Although, the danger of doing this hyper-parameter exploration using the test set is that we may overfit these hyper-parameters on the test set. To avoid this, it is better to find the best hyper-parameter values via a validation strategy.

To find these hyper-parameter values we can exploit the grid search of scikit-learn. This will perform a k-fold cross-validation on the training set.

In [None]:
from sklearn.model_selection import GridSearchCV


param_grid = [{
    'weights': ["uniform", "distance"],
    'n_neighbors': range(1, 11),
    'metric':['euclidean', 'manhattan', 'cosine']}]

knn_clf = KNeighborsClassifier()
grid_search = GridSearchCV(knn_clf, param_grid, cv=5, verbose=2)
grid_search.fit(x_train, y_train)

In [None]:
# see what are the best hyper-parameter values found by the cross-validation
grid_search.best_estimator_


In [None]:
# the best estimator is n_neighbours=10
# try this hyper-parameters on the test set.
knn_clf = KNeighborsClassifier(metric='cosine', n_neighbors=10, weights='distance')

knn_clf.fit(x_train, y_train)

y_train_pred = knn_clf.predict(x_train)
y_test_pred = knn_clf.predict(x_test)

# The accuracy measured on the test set is now a better estimate of the accuracy we would expect on unseen examples.
print('Train accuracy of kNN', accuracy_score(y_train, y_train_pred))
print('Test accuracy of kNN', accuracy_score(y_test, y_test_pred))

**Support Vector Machine Algorithm**

In [None]:
start = time.time()

# Import support vector classifier
clf = SVC(kernel='linear') # gaussian
# Fit the x features and y classes
clf.fit(x_train, y_train)

end = time.time()
print((end - start)/60, 'minutes to run SVM classifier')

In [None]:
# Predict
y_pred = clf.predict(x_test)

In [None]:
# Evaluate the model
print("Accuracy:",metrics.accuracy_score(y_test, y_pred)) # Accuracy = 0.7729323308270677



**Hyperparameters**
https://www.datacamp.com/community/tutorials/svm-classification-scikit-learn-python
* Kernel: The main function of the kernel is to transform the given dataset input data into the required form. There are various types of functions such as linear, polynomial, and radial basis function (RBF). Polynomial and RBF are useful for non-linear hyperplane. Polynomial and RBF kernels compute the separation line in the higher dimension. In some of the applications, it is suggested to use a more complex kernel to separate the classes that are curved or nonlinear. This transformation can lead to more accurate classifiers.

* Regularization: Regularization parameter in python's Scikit-learn C parameter used to maintain regularization. Here C is the penalty parameter, which represents misclassification or error term. The misclassification or error term tells the SVM optimization how much error is bearable. This is how you can control the trade-off between decision boundary and misclassification term. A smaller value of C creates a small-margin hyperplane and a larger value of C creates a larger-margin hyperplane.

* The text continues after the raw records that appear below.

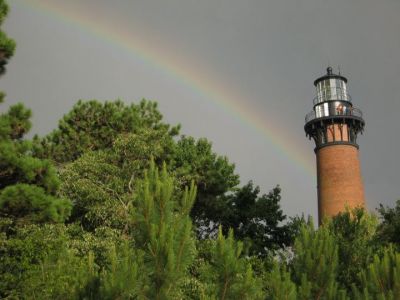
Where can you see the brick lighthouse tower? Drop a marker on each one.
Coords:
(334, 124)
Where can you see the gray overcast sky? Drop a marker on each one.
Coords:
(264, 53)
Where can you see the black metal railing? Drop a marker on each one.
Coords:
(348, 112)
(327, 96)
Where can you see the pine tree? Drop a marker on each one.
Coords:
(7, 45)
(279, 283)
(314, 267)
(381, 280)
(163, 230)
(230, 276)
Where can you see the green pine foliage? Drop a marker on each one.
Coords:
(92, 125)
(7, 45)
(163, 229)
(381, 279)
(228, 275)
(354, 232)
(279, 283)
(389, 228)
(315, 263)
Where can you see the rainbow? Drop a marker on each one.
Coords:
(185, 73)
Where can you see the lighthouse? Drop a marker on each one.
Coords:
(334, 124)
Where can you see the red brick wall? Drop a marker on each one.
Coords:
(339, 180)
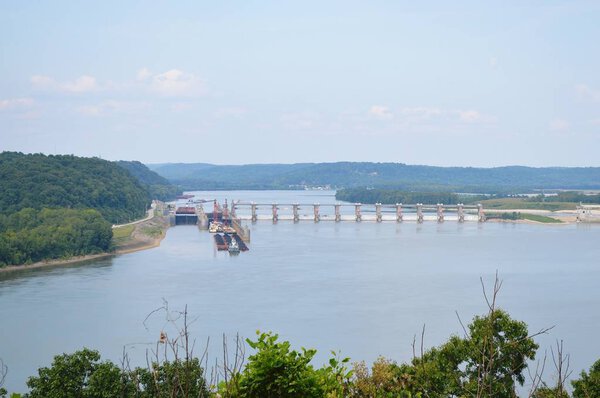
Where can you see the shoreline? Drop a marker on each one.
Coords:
(79, 259)
(140, 244)
(137, 243)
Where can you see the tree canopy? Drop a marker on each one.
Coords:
(38, 181)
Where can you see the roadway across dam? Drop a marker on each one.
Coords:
(315, 212)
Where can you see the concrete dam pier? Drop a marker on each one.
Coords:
(316, 212)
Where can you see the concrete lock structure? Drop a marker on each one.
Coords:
(335, 212)
(461, 213)
(398, 212)
(253, 207)
(480, 213)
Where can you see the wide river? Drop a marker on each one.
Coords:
(362, 288)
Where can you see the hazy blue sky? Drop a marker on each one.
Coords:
(476, 83)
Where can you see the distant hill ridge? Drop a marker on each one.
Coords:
(65, 181)
(194, 176)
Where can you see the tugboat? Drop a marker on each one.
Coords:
(233, 247)
(215, 227)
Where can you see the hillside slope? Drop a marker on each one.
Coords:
(64, 181)
(158, 187)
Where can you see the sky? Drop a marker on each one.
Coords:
(461, 83)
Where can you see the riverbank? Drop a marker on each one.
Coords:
(141, 235)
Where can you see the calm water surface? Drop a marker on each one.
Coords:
(365, 289)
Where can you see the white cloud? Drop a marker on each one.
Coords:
(173, 83)
(421, 112)
(587, 92)
(380, 112)
(233, 112)
(82, 84)
(15, 103)
(143, 74)
(108, 107)
(559, 125)
(470, 116)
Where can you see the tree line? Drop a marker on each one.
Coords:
(492, 359)
(59, 206)
(32, 235)
(385, 196)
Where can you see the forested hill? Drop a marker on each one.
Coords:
(378, 175)
(158, 187)
(64, 181)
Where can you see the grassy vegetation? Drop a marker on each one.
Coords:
(123, 232)
(539, 218)
(522, 203)
(154, 231)
(522, 216)
(122, 235)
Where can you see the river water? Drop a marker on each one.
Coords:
(362, 288)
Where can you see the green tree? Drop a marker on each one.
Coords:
(79, 375)
(170, 379)
(275, 370)
(588, 386)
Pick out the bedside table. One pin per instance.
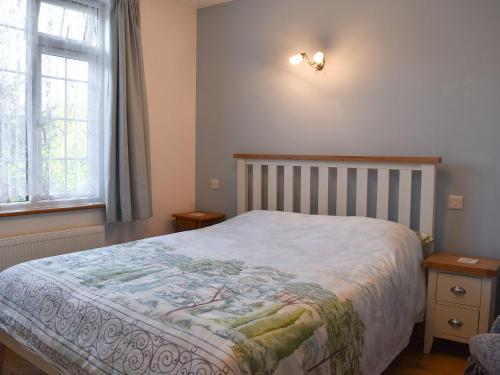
(460, 298)
(196, 220)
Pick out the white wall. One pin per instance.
(169, 46)
(403, 77)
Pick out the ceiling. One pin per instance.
(203, 3)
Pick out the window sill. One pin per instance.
(49, 210)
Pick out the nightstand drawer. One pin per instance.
(463, 290)
(456, 321)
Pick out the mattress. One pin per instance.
(262, 293)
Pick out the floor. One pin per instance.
(447, 358)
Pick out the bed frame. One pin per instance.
(254, 169)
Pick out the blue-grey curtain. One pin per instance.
(127, 164)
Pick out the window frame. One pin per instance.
(40, 44)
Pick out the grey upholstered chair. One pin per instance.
(485, 352)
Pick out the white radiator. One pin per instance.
(20, 249)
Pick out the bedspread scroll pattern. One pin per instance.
(146, 308)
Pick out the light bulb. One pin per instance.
(296, 59)
(319, 57)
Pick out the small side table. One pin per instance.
(460, 297)
(196, 220)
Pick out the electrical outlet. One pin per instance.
(214, 184)
(456, 202)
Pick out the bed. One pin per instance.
(266, 292)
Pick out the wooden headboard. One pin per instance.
(404, 166)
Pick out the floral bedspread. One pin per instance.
(230, 299)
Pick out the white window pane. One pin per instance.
(78, 23)
(76, 139)
(77, 178)
(50, 19)
(13, 159)
(13, 12)
(12, 94)
(12, 49)
(57, 177)
(52, 98)
(77, 100)
(78, 69)
(53, 140)
(53, 66)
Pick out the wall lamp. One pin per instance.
(317, 62)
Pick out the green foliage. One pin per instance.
(211, 266)
(239, 321)
(276, 333)
(284, 341)
(271, 323)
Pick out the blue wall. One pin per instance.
(405, 77)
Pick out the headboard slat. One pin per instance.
(341, 191)
(361, 164)
(323, 190)
(383, 194)
(305, 190)
(404, 197)
(288, 188)
(272, 187)
(362, 192)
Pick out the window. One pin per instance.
(50, 101)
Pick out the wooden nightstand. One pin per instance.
(460, 298)
(196, 220)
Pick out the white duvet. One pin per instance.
(375, 263)
(262, 293)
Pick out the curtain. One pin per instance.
(127, 167)
(51, 101)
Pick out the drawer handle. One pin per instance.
(458, 290)
(455, 323)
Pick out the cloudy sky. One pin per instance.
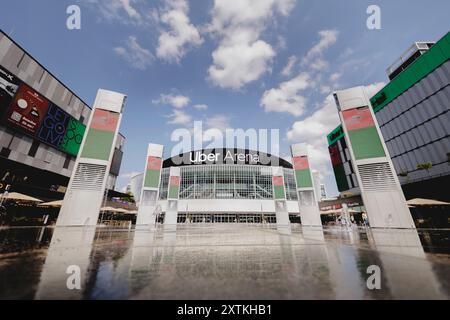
(263, 64)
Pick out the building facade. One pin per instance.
(225, 190)
(413, 113)
(42, 123)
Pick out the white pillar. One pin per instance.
(380, 189)
(84, 195)
(172, 197)
(279, 195)
(307, 202)
(150, 186)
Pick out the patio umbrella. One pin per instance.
(57, 203)
(19, 197)
(426, 202)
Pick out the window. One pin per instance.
(33, 149)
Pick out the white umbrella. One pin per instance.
(18, 197)
(426, 202)
(57, 203)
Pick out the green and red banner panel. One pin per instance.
(363, 134)
(27, 110)
(302, 172)
(278, 187)
(174, 187)
(153, 172)
(338, 168)
(100, 136)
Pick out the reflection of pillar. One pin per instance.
(309, 208)
(150, 185)
(404, 265)
(380, 188)
(70, 247)
(83, 199)
(172, 197)
(279, 194)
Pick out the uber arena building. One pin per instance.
(224, 186)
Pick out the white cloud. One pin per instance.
(134, 54)
(327, 38)
(242, 57)
(314, 129)
(179, 117)
(287, 97)
(123, 11)
(176, 101)
(219, 121)
(200, 106)
(180, 34)
(287, 70)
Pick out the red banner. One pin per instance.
(27, 109)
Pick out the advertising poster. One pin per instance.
(27, 110)
(8, 88)
(100, 136)
(152, 173)
(74, 136)
(54, 126)
(302, 172)
(363, 134)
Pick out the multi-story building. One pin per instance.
(413, 113)
(42, 123)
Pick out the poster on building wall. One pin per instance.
(100, 136)
(363, 134)
(73, 137)
(27, 110)
(54, 126)
(9, 85)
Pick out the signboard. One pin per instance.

* Gamma: A lower value of Gamma will loosely fit the training dataset, whereas a higher value of gamma will exactly fit the training dataset, which causes over-fitting. In other words, you can say a low value of gamma considers only nearby points in calculating the separation line, while the a value of gamma considers all the data points in the calculation of the separation line.


**Advantages**
SVM Classifiers offer good accuracy and perform faster prediction compared to Naïve Bayes algorithm. They also use less memory because they use a subset of training points in the decision phase. SVM works well with a clear margin of separation and with high dimensional space.

**Disadvantages**
SVM is not suitable for large datasets because of its high training time and it also takes more time in training compared to Naïve Bayes. It works poorly with overlapping classes and is also sensitive to the type of kernel used.

**Conclusion**

This is not a suitable model for our dataset because it is computationally too expensive.
K-nearest neighbors seems like a better alternative as far as instance-based learning goes.